The comments suggest a breakthrough on selling Nvidia's ( NVDA ) advanced
H200 chips to China remains far away, despite Nvidia ( NVDA )
CEO Jensen Huang's last-minute invitation to U.S. President
Donald Trump's Beijing trip this week.
"This was not a major topic of discussion at the bilateral
meeting. We did not talk about chip export controls at the
meeting," Greer told Bloomberg TV.
Reuters reported that the U.S. had cleared around 10 Chinese
companies to buy H200s, including Alibaba, Tencent and
Bytedance, but not a single delivery has been made so far. The
Trump administration approved H200 exports to China in December,
and added further conditions in January.
Speaking to reporters on board Air Force One on Friday,
Trump appeared to confirm that China had not approved H200
deliveries "because they chose not to, because they want to try
and develop their own".
Greer added that allowing the H200 imports would be a
"sovereign decision" for China.
Trump also confirmed that both leaders discussed artificial
intelligence, and the possibility of cooperating on AI safety.
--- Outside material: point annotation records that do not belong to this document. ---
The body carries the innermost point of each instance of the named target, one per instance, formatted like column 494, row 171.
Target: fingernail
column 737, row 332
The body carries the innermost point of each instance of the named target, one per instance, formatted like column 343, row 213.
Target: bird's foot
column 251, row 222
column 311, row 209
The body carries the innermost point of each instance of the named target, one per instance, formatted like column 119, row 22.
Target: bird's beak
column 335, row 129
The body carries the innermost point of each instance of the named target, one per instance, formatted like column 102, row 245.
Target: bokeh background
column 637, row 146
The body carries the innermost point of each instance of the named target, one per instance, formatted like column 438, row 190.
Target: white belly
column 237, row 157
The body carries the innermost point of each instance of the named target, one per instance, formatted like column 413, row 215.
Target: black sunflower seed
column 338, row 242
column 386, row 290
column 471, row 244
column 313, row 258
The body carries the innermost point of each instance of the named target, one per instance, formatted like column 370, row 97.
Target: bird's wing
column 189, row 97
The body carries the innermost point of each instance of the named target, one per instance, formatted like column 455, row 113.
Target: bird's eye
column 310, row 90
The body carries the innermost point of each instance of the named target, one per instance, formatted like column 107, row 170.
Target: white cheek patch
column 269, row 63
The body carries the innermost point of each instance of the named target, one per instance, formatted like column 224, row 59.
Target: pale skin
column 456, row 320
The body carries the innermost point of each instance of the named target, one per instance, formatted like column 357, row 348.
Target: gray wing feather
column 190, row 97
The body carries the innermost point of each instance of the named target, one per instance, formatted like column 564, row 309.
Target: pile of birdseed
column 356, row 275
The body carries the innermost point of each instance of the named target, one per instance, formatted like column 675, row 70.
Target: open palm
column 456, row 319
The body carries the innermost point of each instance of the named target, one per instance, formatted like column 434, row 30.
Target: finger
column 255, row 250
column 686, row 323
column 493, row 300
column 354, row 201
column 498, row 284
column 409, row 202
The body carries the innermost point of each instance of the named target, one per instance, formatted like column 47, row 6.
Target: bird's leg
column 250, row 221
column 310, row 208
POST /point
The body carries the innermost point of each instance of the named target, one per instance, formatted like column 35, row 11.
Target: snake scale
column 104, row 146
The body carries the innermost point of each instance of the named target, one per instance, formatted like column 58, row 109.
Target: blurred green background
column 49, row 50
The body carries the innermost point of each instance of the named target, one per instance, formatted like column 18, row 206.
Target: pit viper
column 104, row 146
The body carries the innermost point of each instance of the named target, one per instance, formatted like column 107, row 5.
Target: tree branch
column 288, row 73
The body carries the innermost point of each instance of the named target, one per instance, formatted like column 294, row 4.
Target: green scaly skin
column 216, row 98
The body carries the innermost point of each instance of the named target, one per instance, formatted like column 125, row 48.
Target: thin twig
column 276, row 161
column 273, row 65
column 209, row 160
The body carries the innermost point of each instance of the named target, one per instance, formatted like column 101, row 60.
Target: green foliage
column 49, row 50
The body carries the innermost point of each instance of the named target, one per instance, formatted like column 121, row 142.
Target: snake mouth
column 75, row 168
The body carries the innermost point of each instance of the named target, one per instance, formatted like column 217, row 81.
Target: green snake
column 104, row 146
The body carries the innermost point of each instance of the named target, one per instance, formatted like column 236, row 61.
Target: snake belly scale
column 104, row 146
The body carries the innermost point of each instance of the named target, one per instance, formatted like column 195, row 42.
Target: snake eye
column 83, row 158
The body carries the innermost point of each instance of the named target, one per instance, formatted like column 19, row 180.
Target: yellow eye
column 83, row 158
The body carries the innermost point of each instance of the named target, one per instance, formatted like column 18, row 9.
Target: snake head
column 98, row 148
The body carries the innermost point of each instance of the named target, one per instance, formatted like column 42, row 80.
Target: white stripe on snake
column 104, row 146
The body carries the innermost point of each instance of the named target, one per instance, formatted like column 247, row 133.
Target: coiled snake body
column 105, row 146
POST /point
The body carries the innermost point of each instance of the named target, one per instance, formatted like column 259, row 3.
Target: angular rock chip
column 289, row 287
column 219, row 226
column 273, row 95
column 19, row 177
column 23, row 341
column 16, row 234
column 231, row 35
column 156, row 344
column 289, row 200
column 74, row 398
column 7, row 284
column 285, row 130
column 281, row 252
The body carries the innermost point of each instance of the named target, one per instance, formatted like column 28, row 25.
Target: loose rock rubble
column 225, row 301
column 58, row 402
"We're leading by a lot, but they're second and they're very
strong, and we talked about possibly working together for
guardrails" to curb potential AI threats, he told reporters,
without elaborating.
Reuters previously reported that few substantive commitments
on the frontier technology would result from the summit, given
both sides' growing AI rivalry and mutual distrust. Pressure to
engage has grown after Claude maker Anthropic's launch of the
powerful Mythos model, which China is excluded from using.
DOMESTIC CHIP PUSH
While Chinese AI firms such as DeepSeek increasingly tout their
reliance on domestic chips, U.S. chip curbs continue to choke
Beijing's push for self-sufficiency just when domestic fabs are
struggling to scale up output.
Computing power shortages have forced many Chinese AI models to
ration user access in recent months but Chinese policymakers are
worried about deepening dependencies on U.S. chips, which they
view as a supply chain vulnerability.
Hawkish U.S. lawmakers and former Biden administration
officials have argued that selling advanced AI chips to China
would allow them to catch up with the U.S. in frontier AI and
advance China's military ambitions.
"They often see U.S. high tech sometimes as a threat to them
because if we're ahead of the game like we are on AI chips,
sometimes they feel that can stop their own growth," said Greer.